Definitions for terms appearing in this document




Abbreviation of Application Binary Interface


Abbreviation of Application Programming Interface

Application Binary Interface

The low-level runtime interface exposed by an object file.

Application Programming Interface

The source-code interface descriptions intended for use in multiple translation units when compiling.

Code library

A collection of function implementations and definitions intended to be exported and called through a well-defined interface.

Shared Library

A code library which is imported at run time.


C and C++ applications often use ‘external’ functionality, such as printing specialized data types or parsing messages, which has been exported for common use. There are many possible ways for applications to call such external functionality, for instance by including an appropriate inline definition which the compiler can emit as code in each function it appears. One such way of exporting and importing such functionality is through the use of a library of code.

When a compiler builds object code from source files to produce object code, the results are binary data arranged with specific calling conventions, alignments, and order suitable for a run-time environment or linker. This result defines a specific ABI.

As library of code develops and its exported interfaces change over time, the resulting ABI may change as well. Therefore, care must be taken to ensure the changes made to libraries of code are effectively communicated to applications which use them. This includes informing the applications when incompatible changes are made.

The Open vSwitch project exports much of its functionality through multiple such libraries of code. These libraries are intended for multiple applications to import and use. As the Open vSwitch project continues to evolve and change, its exported code will evolve as well. To ensure that applications linking to these libraries are aware of these changes, Open vSwitch employs libtool version stamps.

ABI Policy

Open vSwitch will export the ABI version at the time of release, such that the library name will be the major.minor version, and the rest of the release version information will be conveyed with a libtool interface version.

The intent is for Open vSwitch to maintain an ABI stability for each minor revision only (so that Open vSwitch release 2.5 carries a guarantee for all 2.5.ZZ micro-releases). This means that any porting effort to stable branches must take not to disrupt the existing ABI.
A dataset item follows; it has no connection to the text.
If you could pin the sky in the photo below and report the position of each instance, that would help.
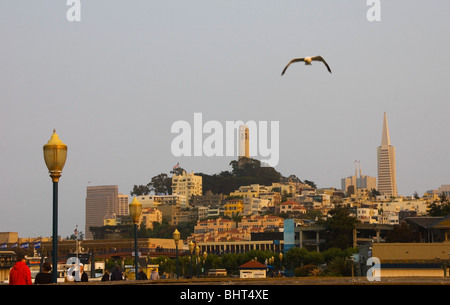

In the event that a bug must be fixed in a backwards-incompatible way, developers must bump the libtool ‘current’ version to inform the linker of the ABI breakage. This will signal that libraries exposed by the subsequent release will not maintain ABI stability with the previous version.


At build time, if building shared libraries by passing the –enable-shared arguments to ./configure, version information is extracted from the $PACKAGE_VERSION automake variable and formatted into the appropriate arguments. These get exported for use in Makefiles as $OVS_LTINFO, and passed to each exported library along with other LDFLAGS.

Therefore, when adding a new library to the build system, these version flags should be included with the $LDFLAGS variable. Nothing else needs to be done.

Changing an exported function definition (from a file in, for instance lib/*.h) is only permitted from minor release to minor release. Likewise changes to library data structures should only occur from minor release to minor release.